研究課題
基盤研究(A)
臍帯血流障害が胎児の脳に与える影響とメカニズム解明のための実験を行った。羊胎仔を臍帯反復圧迫群とコントロール郡に分け臍帯反復圧迫の24時間後に解剖して脳を中心に病理学的検討を行った。臍帯反復圧迫群の胎仔脳には多彩な組織学的異常所見を認めたが、脳の損傷部位により、主に脳室周囲白質に損傷を受けた群(A群)、主に大脳皮質と視床に損傷を受けた群(B群)、脳のどこにもほとんど損傷を受けなかった群(C群)の3群に分類する事ができた。A群では臍帯圧迫開始前に血圧と血中過酸化脂質の高値が認められており、圧迫開始前に何らかの負荷が加わっていたことが示唆された。
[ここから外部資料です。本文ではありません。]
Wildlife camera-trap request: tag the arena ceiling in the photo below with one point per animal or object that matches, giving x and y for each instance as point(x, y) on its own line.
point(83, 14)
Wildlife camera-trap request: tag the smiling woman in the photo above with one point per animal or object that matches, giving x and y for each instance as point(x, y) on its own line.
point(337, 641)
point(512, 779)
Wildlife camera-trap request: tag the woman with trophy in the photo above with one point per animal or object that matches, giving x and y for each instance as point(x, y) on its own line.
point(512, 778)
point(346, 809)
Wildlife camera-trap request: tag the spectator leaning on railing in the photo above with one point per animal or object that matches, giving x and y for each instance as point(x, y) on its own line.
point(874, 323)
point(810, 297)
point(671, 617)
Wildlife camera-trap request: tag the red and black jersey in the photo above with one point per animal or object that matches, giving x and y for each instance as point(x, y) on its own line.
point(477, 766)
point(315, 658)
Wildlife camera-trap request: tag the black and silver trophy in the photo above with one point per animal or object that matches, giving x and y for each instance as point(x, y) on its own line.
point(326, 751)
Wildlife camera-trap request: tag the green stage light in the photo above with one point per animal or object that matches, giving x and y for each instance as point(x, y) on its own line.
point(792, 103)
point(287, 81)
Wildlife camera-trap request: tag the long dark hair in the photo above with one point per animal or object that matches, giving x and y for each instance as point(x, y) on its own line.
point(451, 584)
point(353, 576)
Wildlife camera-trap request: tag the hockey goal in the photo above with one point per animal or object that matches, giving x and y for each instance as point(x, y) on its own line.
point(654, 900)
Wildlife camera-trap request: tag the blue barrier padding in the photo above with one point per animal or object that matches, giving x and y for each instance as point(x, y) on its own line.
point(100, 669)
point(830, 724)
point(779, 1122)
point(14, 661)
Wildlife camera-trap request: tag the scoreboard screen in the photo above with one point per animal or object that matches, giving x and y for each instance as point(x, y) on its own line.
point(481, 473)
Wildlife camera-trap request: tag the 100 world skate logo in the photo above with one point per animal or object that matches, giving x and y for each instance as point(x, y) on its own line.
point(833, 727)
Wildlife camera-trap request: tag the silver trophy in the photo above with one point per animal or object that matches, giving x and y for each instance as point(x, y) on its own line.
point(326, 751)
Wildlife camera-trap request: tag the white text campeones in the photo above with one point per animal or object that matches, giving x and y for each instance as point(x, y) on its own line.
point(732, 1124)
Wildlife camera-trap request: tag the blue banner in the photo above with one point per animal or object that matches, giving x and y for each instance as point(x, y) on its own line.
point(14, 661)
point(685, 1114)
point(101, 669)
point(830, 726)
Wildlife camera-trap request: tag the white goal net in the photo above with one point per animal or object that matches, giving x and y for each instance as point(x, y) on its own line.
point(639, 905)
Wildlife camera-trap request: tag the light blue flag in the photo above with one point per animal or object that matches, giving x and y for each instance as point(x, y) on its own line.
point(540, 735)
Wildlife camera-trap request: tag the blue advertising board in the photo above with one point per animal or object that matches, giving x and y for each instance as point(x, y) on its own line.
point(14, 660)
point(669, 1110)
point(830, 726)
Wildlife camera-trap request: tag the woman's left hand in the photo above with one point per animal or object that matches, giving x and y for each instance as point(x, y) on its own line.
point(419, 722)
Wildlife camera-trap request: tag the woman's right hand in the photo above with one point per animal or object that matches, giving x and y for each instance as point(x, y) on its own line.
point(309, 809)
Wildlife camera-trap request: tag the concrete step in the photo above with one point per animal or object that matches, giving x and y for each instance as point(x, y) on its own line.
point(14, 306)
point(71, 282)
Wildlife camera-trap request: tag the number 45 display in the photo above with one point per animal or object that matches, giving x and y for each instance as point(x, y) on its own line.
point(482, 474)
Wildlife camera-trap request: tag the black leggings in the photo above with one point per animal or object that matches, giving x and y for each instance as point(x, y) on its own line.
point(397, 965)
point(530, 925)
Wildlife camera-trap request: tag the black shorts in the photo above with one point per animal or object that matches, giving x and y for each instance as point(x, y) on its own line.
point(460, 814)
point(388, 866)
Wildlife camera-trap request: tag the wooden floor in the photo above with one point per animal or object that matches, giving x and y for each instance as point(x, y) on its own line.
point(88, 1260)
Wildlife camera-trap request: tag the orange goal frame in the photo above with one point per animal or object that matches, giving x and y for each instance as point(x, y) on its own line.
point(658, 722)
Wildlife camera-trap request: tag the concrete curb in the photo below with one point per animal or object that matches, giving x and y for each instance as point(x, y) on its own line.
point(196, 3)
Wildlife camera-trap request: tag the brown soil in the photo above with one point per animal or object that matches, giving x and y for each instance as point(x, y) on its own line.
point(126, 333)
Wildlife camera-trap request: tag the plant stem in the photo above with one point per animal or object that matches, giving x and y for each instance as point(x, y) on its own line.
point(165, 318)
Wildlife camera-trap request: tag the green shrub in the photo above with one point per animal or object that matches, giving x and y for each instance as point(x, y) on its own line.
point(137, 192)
B群では圧迫中に低血圧を認めており、A群とは異なる反応を示していた。羊胎仔において、臍帯反復圧迫により脳室周囲白質に虚血性病変を生じさせることができるが、その発生には臍帯圧迫開始前の胎仔の状態が重要な意味を持つことが示唆された。また、免疫染色による検討から、脳傷害発生には虚血により誘導されたサイトカインやフリーラジカルに対するグリア反応が関係している可能性も示唆された。さらに臍帯圧追および圧迫解除後の血流再開に伴う胎児循環動態変化における一酸化窒素(NO)の関与を調べる目的で、NO合成阻害剤であるN omega nitro-L-arginine methyl ester(L-NAME)を用いた実験を行った。羊胎仔に対して、L-NAMEを投与した群(L-NAME群)と、同じように生理食塩水のみを投与したコントロール群に対して臍帯反復圧迫を行った.臍帯反復圧迫終了直後は両群とも著明な頻脈、血圧上昇、アシドーシスを認めたが、L-NAME群では、この頻脈が血流再潅流5分後以降では有意に抑制された。このことから、血流再潅流時の胎仔頻脈の発生にNO合成酵素を介したNOの関与が示唆された。